MLOGD can, of course, also be used for cellular organisms. Partially overlapping CDSs are fairly common in prokaryotes, but it is not clear what fraction of overlaps are functionally constrained. Many appear to be the result of the loss of a stop codon, allowing one CDS to run into an adjacent CDS [8]. Others may be involved in regulatory mechanisms [9]. Similarly, many potential ribosomal frameshift sites – leading to overlapping CDSs – have been identified in cellular organisms [10], as well as viral genomes. MLOGD is a valuable tool for analysing the magnitude of functional constraints on such overlaps, with implications for the annotation of putative frameshift sites, and the evolution of overlapping genes in viruses and in prokaryotes.

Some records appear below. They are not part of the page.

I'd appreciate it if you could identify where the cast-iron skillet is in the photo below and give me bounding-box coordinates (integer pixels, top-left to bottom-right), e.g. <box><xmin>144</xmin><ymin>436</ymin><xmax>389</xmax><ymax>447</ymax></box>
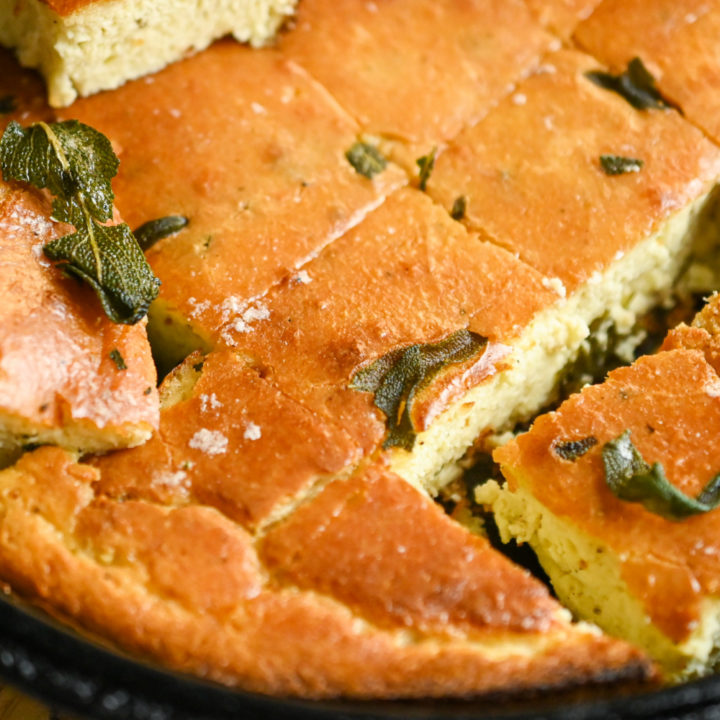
<box><xmin>0</xmin><ymin>592</ymin><xmax>719</xmax><ymax>720</ymax></box>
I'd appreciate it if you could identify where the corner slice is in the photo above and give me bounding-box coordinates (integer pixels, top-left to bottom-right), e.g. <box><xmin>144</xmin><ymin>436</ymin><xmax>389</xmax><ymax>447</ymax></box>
<box><xmin>0</xmin><ymin>0</ymin><xmax>297</xmax><ymax>106</ymax></box>
<box><xmin>0</xmin><ymin>182</ymin><xmax>158</xmax><ymax>466</ymax></box>
<box><xmin>488</xmin><ymin>341</ymin><xmax>720</xmax><ymax>678</ymax></box>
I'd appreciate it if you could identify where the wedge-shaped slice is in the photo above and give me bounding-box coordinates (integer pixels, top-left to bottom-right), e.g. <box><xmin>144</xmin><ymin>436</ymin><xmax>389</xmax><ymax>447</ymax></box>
<box><xmin>0</xmin><ymin>182</ymin><xmax>158</xmax><ymax>467</ymax></box>
<box><xmin>489</xmin><ymin>345</ymin><xmax>720</xmax><ymax>678</ymax></box>
<box><xmin>62</xmin><ymin>41</ymin><xmax>406</xmax><ymax>372</ymax></box>
<box><xmin>0</xmin><ymin>446</ymin><xmax>653</xmax><ymax>698</ymax></box>
<box><xmin>0</xmin><ymin>0</ymin><xmax>297</xmax><ymax>107</ymax></box>
<box><xmin>218</xmin><ymin>188</ymin><xmax>596</xmax><ymax>493</ymax></box>
<box><xmin>92</xmin><ymin>349</ymin><xmax>359</xmax><ymax>531</ymax></box>
<box><xmin>575</xmin><ymin>0</ymin><xmax>720</xmax><ymax>145</ymax></box>
<box><xmin>279</xmin><ymin>0</ymin><xmax>552</xmax><ymax>167</ymax></box>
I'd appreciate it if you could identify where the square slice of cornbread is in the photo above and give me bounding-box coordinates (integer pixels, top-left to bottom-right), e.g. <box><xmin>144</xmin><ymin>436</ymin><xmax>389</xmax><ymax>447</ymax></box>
<box><xmin>489</xmin><ymin>340</ymin><xmax>720</xmax><ymax>678</ymax></box>
<box><xmin>0</xmin><ymin>180</ymin><xmax>158</xmax><ymax>467</ymax></box>
<box><xmin>0</xmin><ymin>446</ymin><xmax>653</xmax><ymax>698</ymax></box>
<box><xmin>0</xmin><ymin>0</ymin><xmax>297</xmax><ymax>107</ymax></box>
<box><xmin>279</xmin><ymin>0</ymin><xmax>552</xmax><ymax>164</ymax></box>
<box><xmin>575</xmin><ymin>0</ymin><xmax>720</xmax><ymax>145</ymax></box>
<box><xmin>92</xmin><ymin>349</ymin><xmax>360</xmax><ymax>531</ymax></box>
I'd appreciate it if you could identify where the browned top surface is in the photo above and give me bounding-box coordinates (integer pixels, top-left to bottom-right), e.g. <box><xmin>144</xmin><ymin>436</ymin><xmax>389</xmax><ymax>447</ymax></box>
<box><xmin>279</xmin><ymin>0</ymin><xmax>551</xmax><ymax>146</ymax></box>
<box><xmin>575</xmin><ymin>0</ymin><xmax>720</xmax><ymax>145</ymax></box>
<box><xmin>63</xmin><ymin>41</ymin><xmax>406</xmax><ymax>340</ymax></box>
<box><xmin>428</xmin><ymin>49</ymin><xmax>720</xmax><ymax>293</ymax></box>
<box><xmin>524</xmin><ymin>0</ymin><xmax>603</xmax><ymax>37</ymax></box>
<box><xmin>92</xmin><ymin>349</ymin><xmax>359</xmax><ymax>530</ymax></box>
<box><xmin>0</xmin><ymin>446</ymin><xmax>652</xmax><ymax>697</ymax></box>
<box><xmin>0</xmin><ymin>183</ymin><xmax>158</xmax><ymax>438</ymax></box>
<box><xmin>228</xmin><ymin>188</ymin><xmax>557</xmax><ymax>452</ymax></box>
<box><xmin>0</xmin><ymin>50</ymin><xmax>53</xmax><ymax>126</ymax></box>
<box><xmin>262</xmin><ymin>462</ymin><xmax>561</xmax><ymax>638</ymax></box>
<box><xmin>495</xmin><ymin>348</ymin><xmax>720</xmax><ymax>642</ymax></box>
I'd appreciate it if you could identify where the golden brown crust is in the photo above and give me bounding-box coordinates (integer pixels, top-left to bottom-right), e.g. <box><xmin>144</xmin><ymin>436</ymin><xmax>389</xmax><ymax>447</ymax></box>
<box><xmin>37</xmin><ymin>0</ymin><xmax>99</xmax><ymax>16</ymax></box>
<box><xmin>279</xmin><ymin>0</ymin><xmax>552</xmax><ymax>147</ymax></box>
<box><xmin>92</xmin><ymin>349</ymin><xmax>360</xmax><ymax>530</ymax></box>
<box><xmin>225</xmin><ymin>188</ymin><xmax>557</xmax><ymax>452</ymax></box>
<box><xmin>0</xmin><ymin>182</ymin><xmax>158</xmax><ymax>454</ymax></box>
<box><xmin>63</xmin><ymin>41</ymin><xmax>406</xmax><ymax>343</ymax></box>
<box><xmin>495</xmin><ymin>348</ymin><xmax>720</xmax><ymax>643</ymax></box>
<box><xmin>524</xmin><ymin>0</ymin><xmax>602</xmax><ymax>38</ymax></box>
<box><xmin>0</xmin><ymin>447</ymin><xmax>652</xmax><ymax>698</ymax></box>
<box><xmin>574</xmin><ymin>0</ymin><xmax>720</xmax><ymax>145</ymax></box>
<box><xmin>261</xmin><ymin>462</ymin><xmax>561</xmax><ymax>638</ymax></box>
<box><xmin>428</xmin><ymin>49</ymin><xmax>720</xmax><ymax>293</ymax></box>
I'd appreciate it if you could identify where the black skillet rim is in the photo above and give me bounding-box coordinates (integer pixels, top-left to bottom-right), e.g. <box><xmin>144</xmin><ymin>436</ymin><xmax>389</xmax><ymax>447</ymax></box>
<box><xmin>0</xmin><ymin>592</ymin><xmax>719</xmax><ymax>720</ymax></box>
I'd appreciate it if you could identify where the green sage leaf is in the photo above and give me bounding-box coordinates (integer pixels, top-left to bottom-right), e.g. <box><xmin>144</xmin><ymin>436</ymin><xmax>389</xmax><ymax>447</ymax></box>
<box><xmin>345</xmin><ymin>142</ymin><xmax>387</xmax><ymax>179</ymax></box>
<box><xmin>134</xmin><ymin>215</ymin><xmax>189</xmax><ymax>251</ymax></box>
<box><xmin>109</xmin><ymin>349</ymin><xmax>127</xmax><ymax>370</ymax></box>
<box><xmin>351</xmin><ymin>329</ymin><xmax>488</xmax><ymax>450</ymax></box>
<box><xmin>553</xmin><ymin>436</ymin><xmax>598</xmax><ymax>461</ymax></box>
<box><xmin>0</xmin><ymin>120</ymin><xmax>160</xmax><ymax>324</ymax></box>
<box><xmin>416</xmin><ymin>147</ymin><xmax>436</xmax><ymax>191</ymax></box>
<box><xmin>600</xmin><ymin>154</ymin><xmax>644</xmax><ymax>176</ymax></box>
<box><xmin>602</xmin><ymin>430</ymin><xmax>720</xmax><ymax>520</ymax></box>
<box><xmin>44</xmin><ymin>220</ymin><xmax>160</xmax><ymax>325</ymax></box>
<box><xmin>586</xmin><ymin>58</ymin><xmax>678</xmax><ymax>112</ymax></box>
<box><xmin>450</xmin><ymin>195</ymin><xmax>467</xmax><ymax>221</ymax></box>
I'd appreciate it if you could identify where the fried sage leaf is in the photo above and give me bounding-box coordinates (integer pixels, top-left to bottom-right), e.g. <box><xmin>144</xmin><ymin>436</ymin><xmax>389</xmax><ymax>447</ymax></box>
<box><xmin>586</xmin><ymin>58</ymin><xmax>678</xmax><ymax>112</ymax></box>
<box><xmin>350</xmin><ymin>329</ymin><xmax>488</xmax><ymax>450</ymax></box>
<box><xmin>450</xmin><ymin>195</ymin><xmax>467</xmax><ymax>221</ymax></box>
<box><xmin>602</xmin><ymin>430</ymin><xmax>720</xmax><ymax>521</ymax></box>
<box><xmin>109</xmin><ymin>348</ymin><xmax>127</xmax><ymax>370</ymax></box>
<box><xmin>600</xmin><ymin>154</ymin><xmax>644</xmax><ymax>176</ymax></box>
<box><xmin>553</xmin><ymin>436</ymin><xmax>598</xmax><ymax>461</ymax></box>
<box><xmin>345</xmin><ymin>141</ymin><xmax>387</xmax><ymax>179</ymax></box>
<box><xmin>134</xmin><ymin>215</ymin><xmax>189</xmax><ymax>251</ymax></box>
<box><xmin>0</xmin><ymin>120</ymin><xmax>160</xmax><ymax>324</ymax></box>
<box><xmin>416</xmin><ymin>147</ymin><xmax>437</xmax><ymax>191</ymax></box>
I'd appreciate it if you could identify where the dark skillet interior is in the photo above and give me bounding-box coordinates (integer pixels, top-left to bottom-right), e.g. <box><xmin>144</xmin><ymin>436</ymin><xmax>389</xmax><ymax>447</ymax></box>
<box><xmin>0</xmin><ymin>592</ymin><xmax>719</xmax><ymax>720</ymax></box>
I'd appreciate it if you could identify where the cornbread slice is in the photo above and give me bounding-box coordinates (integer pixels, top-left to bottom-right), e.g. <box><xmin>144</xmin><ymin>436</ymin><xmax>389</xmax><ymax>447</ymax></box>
<box><xmin>213</xmin><ymin>187</ymin><xmax>593</xmax><ymax>492</ymax></box>
<box><xmin>0</xmin><ymin>181</ymin><xmax>158</xmax><ymax>467</ymax></box>
<box><xmin>0</xmin><ymin>0</ymin><xmax>297</xmax><ymax>107</ymax></box>
<box><xmin>92</xmin><ymin>349</ymin><xmax>359</xmax><ymax>531</ymax></box>
<box><xmin>59</xmin><ymin>40</ymin><xmax>406</xmax><ymax>373</ymax></box>
<box><xmin>575</xmin><ymin>0</ymin><xmax>720</xmax><ymax>145</ymax></box>
<box><xmin>0</xmin><ymin>446</ymin><xmax>652</xmax><ymax>698</ymax></box>
<box><xmin>488</xmin><ymin>343</ymin><xmax>720</xmax><ymax>678</ymax></box>
<box><xmin>279</xmin><ymin>0</ymin><xmax>553</xmax><ymax>166</ymax></box>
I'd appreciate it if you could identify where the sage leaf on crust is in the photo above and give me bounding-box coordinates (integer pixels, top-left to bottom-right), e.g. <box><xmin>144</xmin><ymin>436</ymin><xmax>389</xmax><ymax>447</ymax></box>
<box><xmin>345</xmin><ymin>142</ymin><xmax>387</xmax><ymax>179</ymax></box>
<box><xmin>350</xmin><ymin>329</ymin><xmax>488</xmax><ymax>451</ymax></box>
<box><xmin>586</xmin><ymin>58</ymin><xmax>678</xmax><ymax>112</ymax></box>
<box><xmin>602</xmin><ymin>430</ymin><xmax>720</xmax><ymax>521</ymax></box>
<box><xmin>416</xmin><ymin>147</ymin><xmax>437</xmax><ymax>191</ymax></box>
<box><xmin>600</xmin><ymin>155</ymin><xmax>644</xmax><ymax>176</ymax></box>
<box><xmin>553</xmin><ymin>436</ymin><xmax>598</xmax><ymax>461</ymax></box>
<box><xmin>134</xmin><ymin>215</ymin><xmax>189</xmax><ymax>251</ymax></box>
<box><xmin>0</xmin><ymin>120</ymin><xmax>160</xmax><ymax>324</ymax></box>
<box><xmin>450</xmin><ymin>195</ymin><xmax>467</xmax><ymax>221</ymax></box>
<box><xmin>109</xmin><ymin>348</ymin><xmax>127</xmax><ymax>370</ymax></box>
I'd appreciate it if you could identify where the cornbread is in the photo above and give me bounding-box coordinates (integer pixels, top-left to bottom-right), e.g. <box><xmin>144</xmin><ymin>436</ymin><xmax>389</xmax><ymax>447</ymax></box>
<box><xmin>0</xmin><ymin>0</ymin><xmax>297</xmax><ymax>107</ymax></box>
<box><xmin>488</xmin><ymin>299</ymin><xmax>720</xmax><ymax>677</ymax></box>
<box><xmin>0</xmin><ymin>445</ymin><xmax>652</xmax><ymax>697</ymax></box>
<box><xmin>575</xmin><ymin>0</ymin><xmax>720</xmax><ymax>145</ymax></box>
<box><xmin>0</xmin><ymin>180</ymin><xmax>158</xmax><ymax>467</ymax></box>
<box><xmin>5</xmin><ymin>0</ymin><xmax>720</xmax><ymax>703</ymax></box>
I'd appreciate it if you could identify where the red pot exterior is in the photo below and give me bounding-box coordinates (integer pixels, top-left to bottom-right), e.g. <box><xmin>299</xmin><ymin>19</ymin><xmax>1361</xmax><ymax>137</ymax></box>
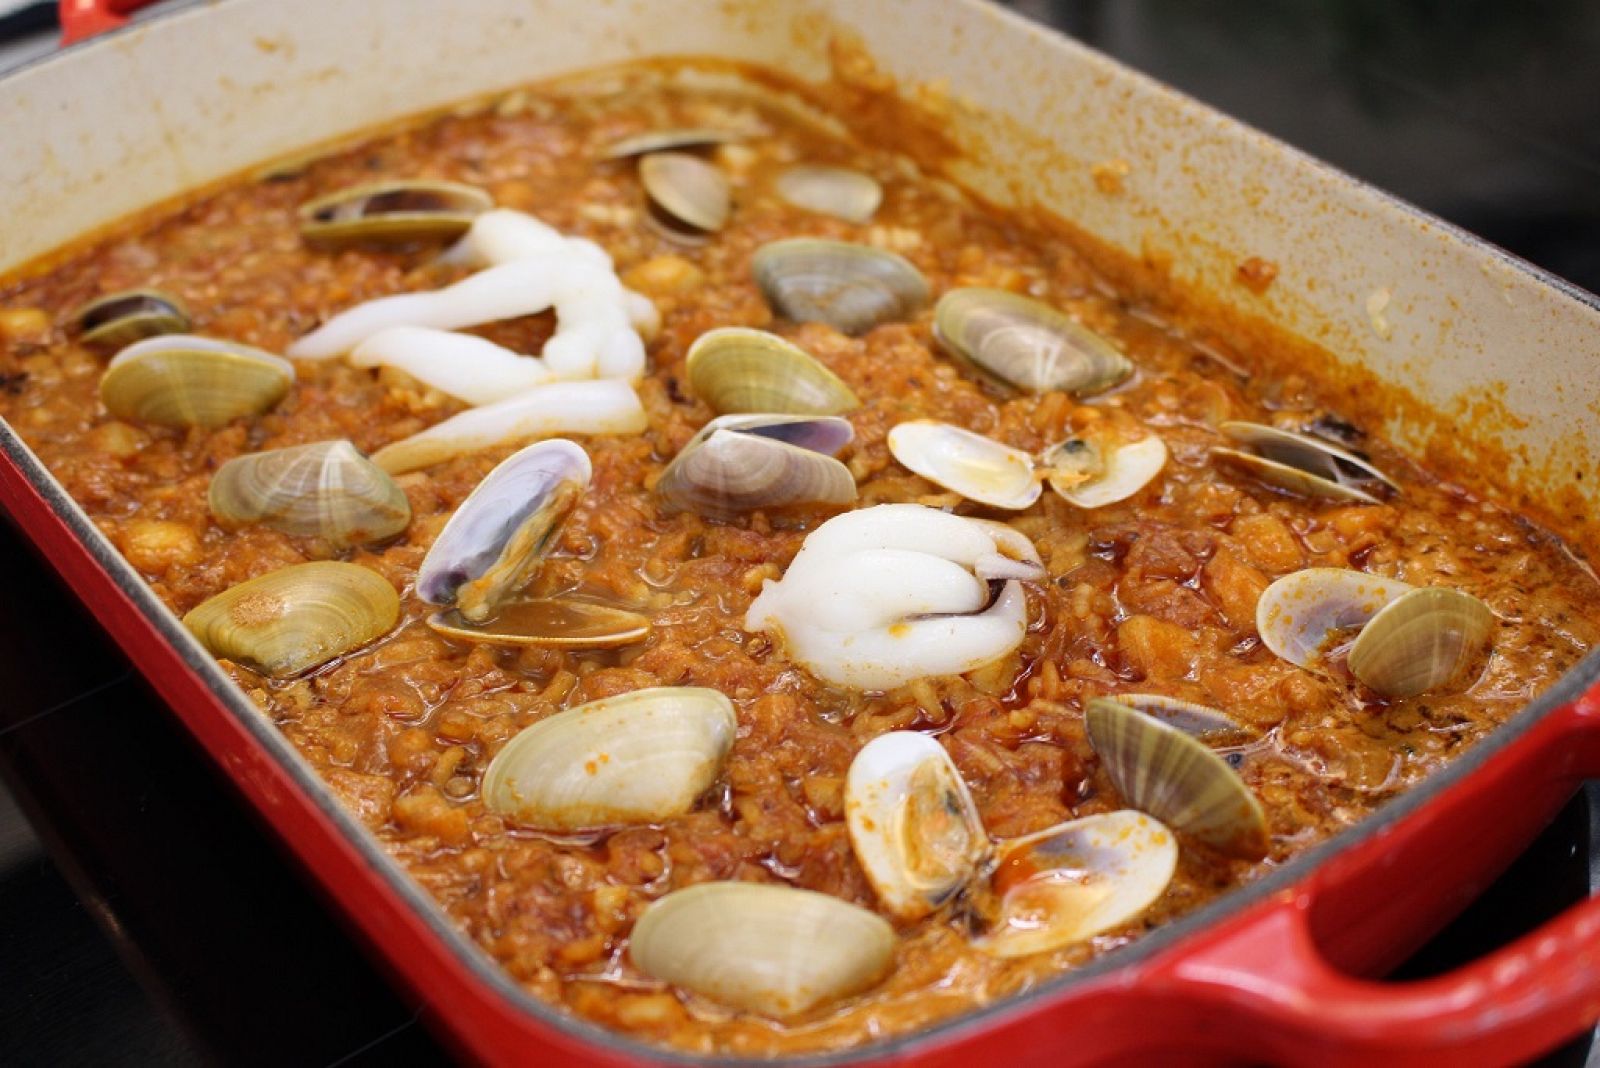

Availability and requirements

The MLOGD software and virus database are available at (see also Additional file 1). Sequences may be entered into the web-interface or the software (C++ programmes, C-shell scripts; distributed under the GNU General Public License) may be downloaded and used locally. To install the software locally, the publicly available packages EMBOSS [11] and R [12] must also be installed. The programme codaln [13] is recommended for aligning the input sequences. Run-time and resource-use scale approximately linearly with the number of sequences and the length of the input alignment. On a Pentium 4 2.8 GHz processor, analysing a 900 nt ORF takes ~3 s for a five-sequence alignment, while running six-frame sliding window plots (default window sizes) for a 10000 nt region takes ~300 s.